Equivocation abounds, and it never gets cleaned up.

That’s why Dawkins would call a nothing burger “biology’s central theorem”.

If you’re going to be quoting people, please give a specific reference, we have historical precedent for not taking your quotations at face value.


Frist the Royal Society Web page:

Ronald Fisher | The Royal Society

He therefore could be said to have provided researchers in biology and medicine with their most important research tools, as well as with the modern version of biology’s central theorem.

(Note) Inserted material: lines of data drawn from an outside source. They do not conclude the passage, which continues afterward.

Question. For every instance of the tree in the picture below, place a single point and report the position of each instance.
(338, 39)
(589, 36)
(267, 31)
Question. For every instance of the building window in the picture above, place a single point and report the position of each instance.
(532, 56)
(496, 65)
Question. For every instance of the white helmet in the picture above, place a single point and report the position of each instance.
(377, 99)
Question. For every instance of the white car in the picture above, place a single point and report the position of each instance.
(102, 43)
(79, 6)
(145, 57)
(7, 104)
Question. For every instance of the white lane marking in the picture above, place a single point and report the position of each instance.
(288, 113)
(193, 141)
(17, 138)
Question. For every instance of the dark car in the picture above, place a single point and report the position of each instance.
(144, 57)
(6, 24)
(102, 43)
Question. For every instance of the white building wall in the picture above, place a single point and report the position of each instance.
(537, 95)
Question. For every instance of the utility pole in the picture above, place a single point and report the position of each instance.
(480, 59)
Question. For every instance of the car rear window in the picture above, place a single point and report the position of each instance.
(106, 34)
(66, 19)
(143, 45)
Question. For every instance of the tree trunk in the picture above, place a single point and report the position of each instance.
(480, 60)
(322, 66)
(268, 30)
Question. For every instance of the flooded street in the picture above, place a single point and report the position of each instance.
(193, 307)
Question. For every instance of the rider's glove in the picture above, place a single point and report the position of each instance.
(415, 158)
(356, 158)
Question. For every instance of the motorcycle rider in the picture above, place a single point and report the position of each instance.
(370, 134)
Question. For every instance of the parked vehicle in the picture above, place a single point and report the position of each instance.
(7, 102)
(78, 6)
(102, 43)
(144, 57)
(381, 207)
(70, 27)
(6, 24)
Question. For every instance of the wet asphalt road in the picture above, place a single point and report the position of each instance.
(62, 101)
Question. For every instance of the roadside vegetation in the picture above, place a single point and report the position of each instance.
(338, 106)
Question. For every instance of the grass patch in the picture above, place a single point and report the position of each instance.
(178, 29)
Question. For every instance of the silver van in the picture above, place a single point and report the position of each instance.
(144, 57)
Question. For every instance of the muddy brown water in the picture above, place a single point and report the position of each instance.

This sound hauntingly like Dawkins here:

Evolutionary Zoologist, University of Oxford. Author, The Blind Watchmaker; The Greatest Show on Earth

I’ve listened to Armand Leroi’s talk: beautifully delivered (apart from his infuriating use of the historic present), but his nomination of Aristotle is obviously just contrarian for the sake of it. He is simply bending over backwards to contrive a way of answering the question with a name other than Darwin. And that’s a hopeless cause! I prefer to answer the question straight, making no attempt to be contrarian or ‘interesting’. Darwin, of course, is the greatest biologist ever.

Who is the greatest biologist since Darwin? That’s far less obvious, and no doubt many good candidates will be put forward. My own nominee would be Ronald Fisher. Not only was he the most original and constructive of the architects of the neo-Darwinian synthesis. Fisher also was the father of modern statistics and experimental design. He therefore could be said to have provided researchers in biology and medicine with their most important research tools, as well as with the modern version of biology’s central theorem.

And Fisher himself it was a Fundamental Theorem, like the 2nd law of Thermodynamics! Who is anyone to dispute such an esteemed, honorable, Christian (albeit a neo-Darwinist).